Bug 516758

Summary: rgmanager: local_node_name does not check if magma_tool failed.
Product: [Retired] Red Hat Cluster Suite Reporter: Eduardo Damato <edamato>
Component: rgmanagerAssignee: Lon Hohberger <lhh>
Status: CLOSED ERRATA QA Contact: Cluster QE <mspqa-list>
Severity: low Docs Contact:
Priority: low    
Version: 4CC: cfeist, cluster-maint, djansa, fnadge, iannis, sbradley, tao
Target Milestone: ---   
Target Release: ---   
Hardware: All   
OS: Linux   
Whiteboard:
Fixed In Version: rgmanager-1.9.88-1.el4 Doc Type: Bug Fix
Doc Text:
Previously, the function local_node_name in /resources/utils/member_util.sh did not properly check if magma_tool failed and could return an empty string. With this update, this issue is resolved.
Story Points: ---
Clone Of: Environment:
Last Closed: 2011-02-16 15:07:14 UTC Type: ---
Regression: --- Mount Type: ---
Documentation: --- CRM:
Verified Versions: Category: ---
oVirt Team: --- RHEL 7.3 requirements from Atomic Host:
Cloudforms Team: --- Target Upstream Version:
Embargoed:

Description Eduardo Damato 2009-08-11 12:26:27 UTC
Description of problem:

the function local_node_name on /resources/utils/member_util.sh does not check if magma_tool failed and can return an empty string.

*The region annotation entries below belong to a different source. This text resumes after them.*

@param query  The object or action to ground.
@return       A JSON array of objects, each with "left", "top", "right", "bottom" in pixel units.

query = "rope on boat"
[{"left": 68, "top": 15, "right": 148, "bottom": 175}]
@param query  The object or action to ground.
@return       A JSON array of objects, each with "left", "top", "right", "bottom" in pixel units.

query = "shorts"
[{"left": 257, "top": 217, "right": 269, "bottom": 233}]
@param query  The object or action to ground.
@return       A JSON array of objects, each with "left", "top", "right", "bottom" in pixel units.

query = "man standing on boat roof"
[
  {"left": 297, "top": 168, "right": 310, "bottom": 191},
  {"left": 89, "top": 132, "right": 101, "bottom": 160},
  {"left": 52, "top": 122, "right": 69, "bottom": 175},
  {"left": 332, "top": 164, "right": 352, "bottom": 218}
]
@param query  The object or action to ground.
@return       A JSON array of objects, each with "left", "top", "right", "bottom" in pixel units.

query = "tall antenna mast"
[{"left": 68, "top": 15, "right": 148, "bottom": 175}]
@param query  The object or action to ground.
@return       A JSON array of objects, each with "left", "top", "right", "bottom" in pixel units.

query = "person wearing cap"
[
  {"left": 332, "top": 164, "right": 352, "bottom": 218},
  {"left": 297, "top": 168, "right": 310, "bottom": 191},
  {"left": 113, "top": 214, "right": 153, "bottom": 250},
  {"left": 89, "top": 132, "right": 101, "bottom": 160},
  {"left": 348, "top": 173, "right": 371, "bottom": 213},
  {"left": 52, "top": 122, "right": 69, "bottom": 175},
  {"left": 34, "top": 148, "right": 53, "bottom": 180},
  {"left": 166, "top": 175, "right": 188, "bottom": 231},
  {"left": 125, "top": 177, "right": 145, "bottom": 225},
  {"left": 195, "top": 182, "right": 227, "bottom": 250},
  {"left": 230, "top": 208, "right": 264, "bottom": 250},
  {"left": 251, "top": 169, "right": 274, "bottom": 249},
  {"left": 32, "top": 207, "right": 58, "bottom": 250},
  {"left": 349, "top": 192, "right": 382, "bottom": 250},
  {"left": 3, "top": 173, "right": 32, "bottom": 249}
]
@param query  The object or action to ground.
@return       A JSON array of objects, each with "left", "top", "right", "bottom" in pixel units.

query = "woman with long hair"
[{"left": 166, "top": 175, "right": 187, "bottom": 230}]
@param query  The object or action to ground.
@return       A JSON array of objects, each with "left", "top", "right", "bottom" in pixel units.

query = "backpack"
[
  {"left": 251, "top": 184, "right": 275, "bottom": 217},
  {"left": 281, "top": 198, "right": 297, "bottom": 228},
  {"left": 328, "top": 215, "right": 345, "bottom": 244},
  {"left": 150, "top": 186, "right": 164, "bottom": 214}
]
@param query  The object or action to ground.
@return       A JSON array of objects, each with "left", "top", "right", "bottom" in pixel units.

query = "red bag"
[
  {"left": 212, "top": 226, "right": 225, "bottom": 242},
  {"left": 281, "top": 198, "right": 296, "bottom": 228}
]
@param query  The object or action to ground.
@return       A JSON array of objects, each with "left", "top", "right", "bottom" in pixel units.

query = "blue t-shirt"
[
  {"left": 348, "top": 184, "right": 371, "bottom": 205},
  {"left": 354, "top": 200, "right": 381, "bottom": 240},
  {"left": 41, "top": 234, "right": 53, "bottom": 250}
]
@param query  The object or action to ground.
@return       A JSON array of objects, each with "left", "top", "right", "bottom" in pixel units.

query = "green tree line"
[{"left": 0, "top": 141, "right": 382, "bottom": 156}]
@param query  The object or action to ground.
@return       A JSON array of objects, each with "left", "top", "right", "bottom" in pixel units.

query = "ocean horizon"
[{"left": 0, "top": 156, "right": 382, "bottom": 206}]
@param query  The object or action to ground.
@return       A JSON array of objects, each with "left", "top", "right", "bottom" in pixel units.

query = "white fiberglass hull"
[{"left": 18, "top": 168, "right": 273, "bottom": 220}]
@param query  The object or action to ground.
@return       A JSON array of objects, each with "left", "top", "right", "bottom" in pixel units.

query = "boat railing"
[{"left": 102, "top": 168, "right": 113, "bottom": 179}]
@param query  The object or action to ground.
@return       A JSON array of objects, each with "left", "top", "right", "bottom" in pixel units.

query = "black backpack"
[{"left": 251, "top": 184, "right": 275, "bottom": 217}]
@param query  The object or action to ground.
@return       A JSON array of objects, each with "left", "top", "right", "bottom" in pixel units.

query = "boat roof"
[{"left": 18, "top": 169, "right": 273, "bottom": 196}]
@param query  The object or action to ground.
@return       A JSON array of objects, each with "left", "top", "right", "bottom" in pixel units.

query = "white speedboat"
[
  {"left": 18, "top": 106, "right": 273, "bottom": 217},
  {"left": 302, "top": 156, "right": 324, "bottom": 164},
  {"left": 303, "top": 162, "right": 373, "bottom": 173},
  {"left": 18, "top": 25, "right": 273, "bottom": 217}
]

Version-Release number of selected component (if applicable):

rgmanager-1.9.87-1.el4

How reproducible:

every time magma_tool returns an error. Deterministic.

Steps to Reproduce:
1.activate HALVM with proper configuration.
2.cman_tool leave force
3.notice the errors in the log saying wrong configuration for HALVM
  
Actual results:

When magma_tool fails (and one could argue that the cluster is not working at all), scripts might misinterpret the value from the function local_node_name.

Expected results:

local_node_name return 2 if there is a problem when treating the output of magma_tool

Additional info:

This issue is low priority because it happens most often on a clusternode that is already outside the cluster and/or can not access magma.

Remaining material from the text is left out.